Is it organisational? As evidence based practice is a relatively new phenomenon to the profession of nursing, only really being born in the 90’s, there are a lot of nurses trained before this time who do not understand the concept of evidence based practice. This in turn perhaps leads to another pitfall of evidence based practice! Conflict between professionals: There may indeed be a lack of team effort in implementing evidence based practice in the work place.
As previously mentioned the “old fashioned trained nurses” may not understand what evidence based practice is and may feel that ” I have always done it this way” or ” you’re only qualified what would you know” Resistance to change is very common in all areas of life. ” The extent to which different healthcare professionals work well together can affect the quality of the health care that they provide. If there are problems in how healthcare professionals communicate and interact with each other, then problems in patient care can occur. (Zwarenstein, et al. , 2009).
In addition there may interdisciplinary conflict as a result of nurses carrying out evidence based practice. As already mentioned above in the research carried out by Salazar, et al. in 2011, it is of more benefit to administer anticoagulant therapy pre total hip or total knee replacement; however the nurse does not prescribe these medications and perhaps he or she may not feel they have the autonomy or authority to propose this or indeed even show the consultant or the anaesethist these findings.
There could be a perceived lack of authority to change practice on reflection of research findings ” Medical disinterest is a significant barrier to evidence-based standards” (Sams, et al. , 2004) Unfortunately it would appear from the authors own experience that some surgeons still see the nurses as ” only nurses”. Therefore the nurse may feel this is a waste of time. Speaking of time this leads onto another pitfall in the use of evidence based practice.

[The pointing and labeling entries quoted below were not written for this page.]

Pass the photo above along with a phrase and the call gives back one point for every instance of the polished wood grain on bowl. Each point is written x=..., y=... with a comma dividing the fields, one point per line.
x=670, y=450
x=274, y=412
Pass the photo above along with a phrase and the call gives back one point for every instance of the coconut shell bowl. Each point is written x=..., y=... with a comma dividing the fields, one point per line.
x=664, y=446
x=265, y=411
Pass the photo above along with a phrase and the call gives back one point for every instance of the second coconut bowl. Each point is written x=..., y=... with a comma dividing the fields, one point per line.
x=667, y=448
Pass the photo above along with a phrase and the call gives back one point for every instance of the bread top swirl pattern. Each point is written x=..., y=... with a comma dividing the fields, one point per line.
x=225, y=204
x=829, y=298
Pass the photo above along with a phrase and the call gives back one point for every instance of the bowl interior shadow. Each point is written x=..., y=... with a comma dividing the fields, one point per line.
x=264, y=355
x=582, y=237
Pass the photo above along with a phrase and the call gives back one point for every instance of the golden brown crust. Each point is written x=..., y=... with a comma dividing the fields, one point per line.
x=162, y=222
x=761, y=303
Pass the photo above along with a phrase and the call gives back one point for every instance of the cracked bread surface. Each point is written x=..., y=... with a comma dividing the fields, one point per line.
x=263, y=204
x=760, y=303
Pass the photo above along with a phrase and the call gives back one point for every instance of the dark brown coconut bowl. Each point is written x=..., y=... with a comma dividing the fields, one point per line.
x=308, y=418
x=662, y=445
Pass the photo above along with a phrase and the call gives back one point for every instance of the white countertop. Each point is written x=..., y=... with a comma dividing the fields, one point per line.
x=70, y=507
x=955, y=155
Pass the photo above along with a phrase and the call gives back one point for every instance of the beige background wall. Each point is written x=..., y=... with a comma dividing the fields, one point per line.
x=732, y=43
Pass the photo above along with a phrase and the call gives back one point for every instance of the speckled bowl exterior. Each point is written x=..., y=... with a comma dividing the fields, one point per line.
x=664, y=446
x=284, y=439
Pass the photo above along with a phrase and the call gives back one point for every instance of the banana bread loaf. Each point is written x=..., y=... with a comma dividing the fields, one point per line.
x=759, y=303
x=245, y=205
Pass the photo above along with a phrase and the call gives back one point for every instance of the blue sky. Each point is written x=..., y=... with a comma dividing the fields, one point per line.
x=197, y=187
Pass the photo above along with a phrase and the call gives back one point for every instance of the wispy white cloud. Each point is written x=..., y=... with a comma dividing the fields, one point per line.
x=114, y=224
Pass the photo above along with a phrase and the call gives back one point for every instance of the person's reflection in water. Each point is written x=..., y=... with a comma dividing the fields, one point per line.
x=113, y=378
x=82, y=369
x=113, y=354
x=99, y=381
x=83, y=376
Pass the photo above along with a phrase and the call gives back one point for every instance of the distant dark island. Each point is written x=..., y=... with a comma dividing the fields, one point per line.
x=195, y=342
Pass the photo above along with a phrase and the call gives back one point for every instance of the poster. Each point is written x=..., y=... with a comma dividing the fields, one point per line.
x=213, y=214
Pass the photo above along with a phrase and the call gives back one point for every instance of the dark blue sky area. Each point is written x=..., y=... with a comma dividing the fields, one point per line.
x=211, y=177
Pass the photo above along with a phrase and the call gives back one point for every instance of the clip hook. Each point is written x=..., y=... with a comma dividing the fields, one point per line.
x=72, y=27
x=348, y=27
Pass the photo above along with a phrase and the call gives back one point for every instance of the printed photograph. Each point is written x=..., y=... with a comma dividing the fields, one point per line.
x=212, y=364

Time Constraints: In these times of cost savings, high staff turn over, emmigration and staff shortages, there may be a perceived lack of time to carry out any research or data. It can be said that staff work hard and perhaps they feel as if research is not part of their job, as it is not spelt out in the their job description. However as discussed earlier it is the responsibility of every registered nurse is accountible for his or her own practice.

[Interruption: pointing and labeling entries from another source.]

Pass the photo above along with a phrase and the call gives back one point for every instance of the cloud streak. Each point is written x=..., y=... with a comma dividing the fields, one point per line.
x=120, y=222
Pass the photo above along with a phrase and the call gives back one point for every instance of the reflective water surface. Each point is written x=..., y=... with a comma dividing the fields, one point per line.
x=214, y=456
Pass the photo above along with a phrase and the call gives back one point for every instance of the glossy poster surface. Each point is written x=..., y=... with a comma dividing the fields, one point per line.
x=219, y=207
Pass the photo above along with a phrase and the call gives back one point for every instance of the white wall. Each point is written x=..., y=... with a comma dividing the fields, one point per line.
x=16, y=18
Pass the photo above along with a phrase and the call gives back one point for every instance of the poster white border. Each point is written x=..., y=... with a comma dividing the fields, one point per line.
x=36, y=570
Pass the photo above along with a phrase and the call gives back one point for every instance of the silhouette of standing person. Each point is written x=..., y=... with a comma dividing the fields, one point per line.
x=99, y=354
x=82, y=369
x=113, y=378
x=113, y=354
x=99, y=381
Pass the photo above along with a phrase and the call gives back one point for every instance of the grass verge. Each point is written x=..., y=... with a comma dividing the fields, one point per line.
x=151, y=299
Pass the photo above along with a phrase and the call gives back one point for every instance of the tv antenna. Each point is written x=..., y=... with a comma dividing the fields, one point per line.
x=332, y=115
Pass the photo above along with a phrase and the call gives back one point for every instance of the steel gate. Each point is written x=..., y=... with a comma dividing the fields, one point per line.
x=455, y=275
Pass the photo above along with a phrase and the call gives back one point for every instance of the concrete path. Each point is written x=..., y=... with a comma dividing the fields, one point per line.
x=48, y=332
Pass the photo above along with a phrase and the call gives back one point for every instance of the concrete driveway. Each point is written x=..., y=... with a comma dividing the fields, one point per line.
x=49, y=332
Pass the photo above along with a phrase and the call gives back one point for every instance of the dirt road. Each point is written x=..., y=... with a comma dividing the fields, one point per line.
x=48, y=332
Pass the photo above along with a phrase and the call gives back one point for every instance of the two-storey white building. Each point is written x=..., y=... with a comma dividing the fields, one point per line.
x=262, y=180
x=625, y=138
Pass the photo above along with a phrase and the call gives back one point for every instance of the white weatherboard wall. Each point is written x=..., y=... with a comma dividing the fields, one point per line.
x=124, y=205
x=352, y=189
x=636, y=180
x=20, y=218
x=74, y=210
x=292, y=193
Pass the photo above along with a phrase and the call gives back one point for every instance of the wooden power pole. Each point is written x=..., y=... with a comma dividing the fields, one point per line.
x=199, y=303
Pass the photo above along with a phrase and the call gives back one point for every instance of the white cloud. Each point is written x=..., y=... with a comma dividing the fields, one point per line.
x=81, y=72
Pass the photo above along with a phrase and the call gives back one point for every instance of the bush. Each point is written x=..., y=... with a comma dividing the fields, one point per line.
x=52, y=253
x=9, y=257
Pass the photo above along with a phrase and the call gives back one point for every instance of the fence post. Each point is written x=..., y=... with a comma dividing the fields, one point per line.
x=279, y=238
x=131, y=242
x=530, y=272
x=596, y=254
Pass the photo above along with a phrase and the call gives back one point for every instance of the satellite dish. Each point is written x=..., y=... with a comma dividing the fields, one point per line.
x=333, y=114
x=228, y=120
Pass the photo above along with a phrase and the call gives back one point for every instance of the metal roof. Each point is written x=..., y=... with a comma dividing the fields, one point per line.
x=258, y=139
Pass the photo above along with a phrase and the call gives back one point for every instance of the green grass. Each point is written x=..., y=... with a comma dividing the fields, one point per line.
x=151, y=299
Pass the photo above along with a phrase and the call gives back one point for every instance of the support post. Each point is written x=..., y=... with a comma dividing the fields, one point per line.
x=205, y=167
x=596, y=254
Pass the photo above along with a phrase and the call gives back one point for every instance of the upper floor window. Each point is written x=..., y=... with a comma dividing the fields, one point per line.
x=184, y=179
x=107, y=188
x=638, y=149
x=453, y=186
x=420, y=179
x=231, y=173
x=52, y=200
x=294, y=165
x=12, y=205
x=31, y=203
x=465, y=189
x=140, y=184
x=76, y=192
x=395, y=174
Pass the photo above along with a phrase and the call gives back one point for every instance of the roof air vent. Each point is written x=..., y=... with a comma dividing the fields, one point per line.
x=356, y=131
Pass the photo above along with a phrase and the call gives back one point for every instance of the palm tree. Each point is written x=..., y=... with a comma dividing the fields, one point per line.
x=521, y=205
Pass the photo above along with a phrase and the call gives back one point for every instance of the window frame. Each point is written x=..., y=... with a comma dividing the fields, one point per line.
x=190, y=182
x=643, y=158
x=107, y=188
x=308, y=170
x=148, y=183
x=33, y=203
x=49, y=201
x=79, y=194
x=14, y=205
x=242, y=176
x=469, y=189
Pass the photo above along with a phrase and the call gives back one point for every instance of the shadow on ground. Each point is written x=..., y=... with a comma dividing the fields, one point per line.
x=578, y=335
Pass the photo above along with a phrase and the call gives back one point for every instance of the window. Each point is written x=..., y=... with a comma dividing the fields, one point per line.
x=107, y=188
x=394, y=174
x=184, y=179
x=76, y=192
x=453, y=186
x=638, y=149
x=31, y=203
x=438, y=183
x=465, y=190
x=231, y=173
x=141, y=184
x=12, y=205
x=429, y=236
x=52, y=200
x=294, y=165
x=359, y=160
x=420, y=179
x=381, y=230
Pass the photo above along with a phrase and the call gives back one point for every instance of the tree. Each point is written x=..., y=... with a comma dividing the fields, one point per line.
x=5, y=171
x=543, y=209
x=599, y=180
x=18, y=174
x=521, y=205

In addition it could be said that in this nday and age nurses feel that they do too much writing and have less time for hands on care therefore they feel that they really do not have the time for researching data. “Because we are so busy doing the “real” work of caring for patients in the operating room, it is hard to even contemplate activities that would result in more work! We often believe we don’t have the time, that our energies are better directed toward patient care, and that research is something to be conducted by academics;” (Knoll & Leifso, 2009).
If however the time was made available, another question to be asked is; Is there the library facilities available? Lack of study facilities or library facilities: Yes if perhaps the nurse works in a teaching hospital then it could perhaps be presumed that there would be very good library and research facilities to hand to aid in research. However in some organisations there may be a “lack of resources to support changing practice to reflect research findings” (Hewitt-Taylor, et al. , 2012).
However not all hospitals are teaching hospitals, so where does the information come from. In an ideal world the organisation would provide such facilities, however what if there is a: Lack of Organisational Support: Is there managerial support provided? Do management understand the process and the importance of the process for the organisation? Is there a cost involved to the organisation? If there is going to be a change in practice will it be cost effective. Is there organisational readiness to change?